I have personally seen a lot of dogs chained to trees with no water and no food living in their own feces. Granted most of these were owned by drug dealers. But I have a personal aversion to any animal kept tied out to tree. We spend a great deal of our time and money on buying and training working dogs. Just can't understand anyone on this site even considering keeping a dog tied to a tree. The cost of a wire kennel is cheap compared to the cost of a working dog prospect puppy. If you can't afford a decent kennel to keep the number of dogs you own, you should put some serious thought into why you have dogs.
Just my opinion, the older I get the more I seem to have.


----------



## lynn oliver (May 30, 2010)

Well said Charles, in England you very rarely see dogs on chains and I personally would never imagine chaining my dogs to anything, they are family. 
I do understand that some people prefer to kennel their dogs and some are working dogs, but chaining seems wrong.


----------



## Chris McDonald (May 29, 2008)

Charles Corbitt said:


> I have personally seen a lot of dogs chained to trees with no water and no food living in their own feces. Granted most of these were owned by drug dealers. But I have a personal aversion to any animal kept tied out to tree. We spend a great deal of our time and money on buying and training working dogs. Just can't understand anyone on this site even considering keeping a dog tied to a tree.

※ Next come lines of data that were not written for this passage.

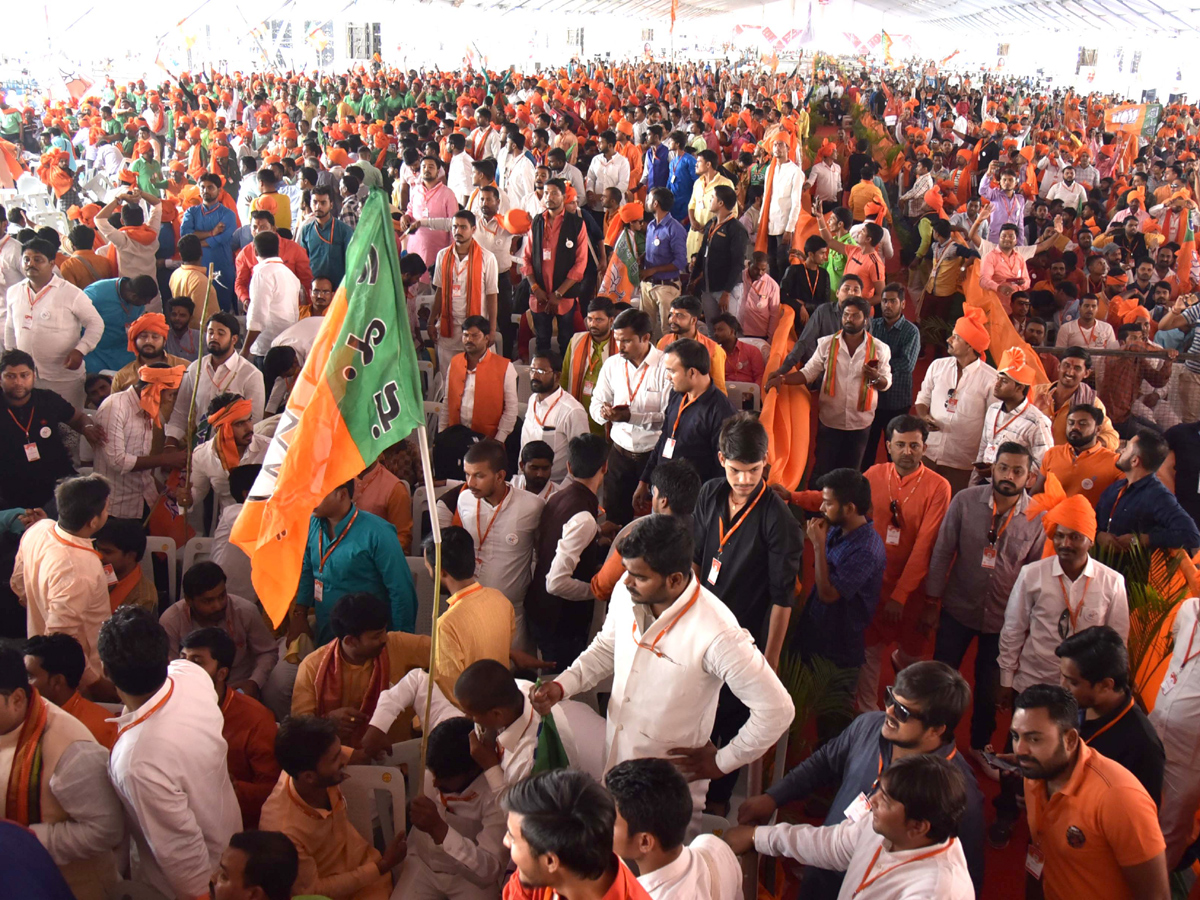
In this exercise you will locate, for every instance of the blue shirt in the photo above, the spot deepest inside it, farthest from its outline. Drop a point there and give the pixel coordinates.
(365, 557)
(666, 244)
(683, 177)
(113, 351)
(655, 166)
(1147, 508)
(325, 246)
(837, 630)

The cost of a wire kennel is cheap compared to the cost of a working dog prospect puppy. If you can't afford a decent kennel to keep the number of dogs you own, you should put some serious thought into why you have dogs.
> Just my opinion, the older I get the more I seem to have.


 

There is a total and complete lack of any logic to what is being said here. This is the ignorance I sorta kinda was touching on above. Do you realize that if you gave these same people a kennel there would still be no food and water? And do you expect to see food in front of a dog at all times? Was the dog healthy looking or was it being starved? Can you explain to me how having no water or food has anything to do with being tied out? I can afford a kennel for my dogs if I wanted it. Tying a dog out to me is a better option that putting it in a cage.


----------



## patricia powers (Nov 14, 2010)

you can pooh pooh the wild animal theory if you wish, but i know better. coyotes are ruthless & crafty. many a dog has been lost to coyotes. we have a lot of them around here, so i wouldn't dream of having dogs tied out and vulnerable to them. as far as ***** & skunks go......they do some pretty wierd stuff when they are infected with rabies or dystemper. female ***** often steal dogfood from dogs when they are feeding a litter. i don't relish the idea of wild animals feasting in my dogs' dishes. (saliva) pjp


----------



## Charles Corbitt (Oct 24, 2012)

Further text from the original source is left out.